The case targeted 11 key figures associated with the three largest and most popular online poker sites serving U.S. customers. Companion civil cases were brought against the companies – PokerStars, Full Tilt Poker, and Absolute Poker/Ultimate Bet.

There were blaring headlines of criminality and greed. And, at one point in the prosecution of the cases, the DOJ raised the specter of ties to organized crime. The DOJ quickly retreated from that notion, however, after being politely, but firmly challenged by counsel to PokerStars founder Isai Scheinberg who had been faintly implicated in a footnote of the Government’s legal papers. The Justice Department has never uttered a further peep on this subject. Counsel was none other than Mary Jo White, a former U.S. Attorney for the Southern District. She is presently Chairman of the Securities and Exchange Commission.

An Opening for Organized Crime Emerges

Since the New York poker sting of 2000, law enforcement authorities have become more intimately familiar with poker, and not just online poker which has yielded worldwide publicity. The Feds as well as local precincts periodically cast their eye on the world of underground New York poker. Over the next several years there were few raids unless a club was too noisy or brought too much foot traffic to suit the taste of the neighborhood.

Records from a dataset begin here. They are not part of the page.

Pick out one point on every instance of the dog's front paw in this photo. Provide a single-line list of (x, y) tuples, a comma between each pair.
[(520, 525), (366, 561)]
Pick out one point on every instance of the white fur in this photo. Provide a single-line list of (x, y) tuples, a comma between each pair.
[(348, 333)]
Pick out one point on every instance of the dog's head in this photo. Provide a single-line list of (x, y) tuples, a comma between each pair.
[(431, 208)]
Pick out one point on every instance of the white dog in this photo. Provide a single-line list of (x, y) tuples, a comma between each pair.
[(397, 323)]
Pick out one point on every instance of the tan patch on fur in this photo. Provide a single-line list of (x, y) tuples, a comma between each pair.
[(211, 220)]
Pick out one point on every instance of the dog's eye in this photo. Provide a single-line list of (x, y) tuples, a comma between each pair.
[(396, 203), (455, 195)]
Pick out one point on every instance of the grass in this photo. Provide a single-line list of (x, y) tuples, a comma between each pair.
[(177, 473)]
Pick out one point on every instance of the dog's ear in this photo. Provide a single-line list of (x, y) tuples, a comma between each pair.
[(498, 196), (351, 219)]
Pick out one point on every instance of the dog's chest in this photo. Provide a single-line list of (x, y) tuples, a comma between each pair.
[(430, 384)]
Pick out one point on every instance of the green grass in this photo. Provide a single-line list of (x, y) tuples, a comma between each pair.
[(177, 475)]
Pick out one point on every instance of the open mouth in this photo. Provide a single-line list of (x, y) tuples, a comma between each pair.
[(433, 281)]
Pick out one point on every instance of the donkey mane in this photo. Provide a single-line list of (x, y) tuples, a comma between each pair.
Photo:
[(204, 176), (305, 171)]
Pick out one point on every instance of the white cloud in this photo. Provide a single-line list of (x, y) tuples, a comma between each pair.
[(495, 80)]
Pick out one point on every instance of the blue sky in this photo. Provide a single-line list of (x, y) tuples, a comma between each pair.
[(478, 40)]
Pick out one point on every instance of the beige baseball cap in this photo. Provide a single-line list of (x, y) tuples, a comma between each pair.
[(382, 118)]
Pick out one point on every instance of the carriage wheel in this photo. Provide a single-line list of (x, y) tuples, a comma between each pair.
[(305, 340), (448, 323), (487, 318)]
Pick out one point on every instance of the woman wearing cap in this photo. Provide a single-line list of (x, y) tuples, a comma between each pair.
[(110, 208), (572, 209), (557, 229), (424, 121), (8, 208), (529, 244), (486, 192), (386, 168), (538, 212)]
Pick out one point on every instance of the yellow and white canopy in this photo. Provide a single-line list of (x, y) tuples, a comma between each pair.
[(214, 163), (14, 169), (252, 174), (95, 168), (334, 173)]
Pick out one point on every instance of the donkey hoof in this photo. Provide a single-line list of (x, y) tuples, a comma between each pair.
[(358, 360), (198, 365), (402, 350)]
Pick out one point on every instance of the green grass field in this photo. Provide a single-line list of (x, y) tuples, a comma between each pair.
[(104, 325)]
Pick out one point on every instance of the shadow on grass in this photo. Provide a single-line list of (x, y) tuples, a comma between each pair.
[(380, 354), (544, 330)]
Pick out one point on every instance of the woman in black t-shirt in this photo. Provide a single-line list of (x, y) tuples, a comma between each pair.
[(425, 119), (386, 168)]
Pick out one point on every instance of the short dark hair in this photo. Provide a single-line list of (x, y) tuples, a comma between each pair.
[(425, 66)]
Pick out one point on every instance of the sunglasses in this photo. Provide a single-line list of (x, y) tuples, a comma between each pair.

For the most part, police appeared to return to a laissez-faire policy despite a spate of robberies at these clubs, which became known to them. Things changed fast, however, after the murder of a poker player during an armed heist at one of the City’s small new clubs that opened in 2006.

Suddenly poker clubs were seen as dangerous venues by police and poker players alike. The lack of a respectful relationship between clubs and local police created a big opening for expanded involvement of a criminal element—one that, according to the indictment, has played a real role in the operations and “protection” of some of the biggest poker games in town. It has yet to be seen if the Government will succeed this time in pairing poker games with organized crime. But meanwhile, New York poker players ask, “Isn’t  there  enough proof that licensing, regulating and taxing both live and online poker in New York is the safest bet?”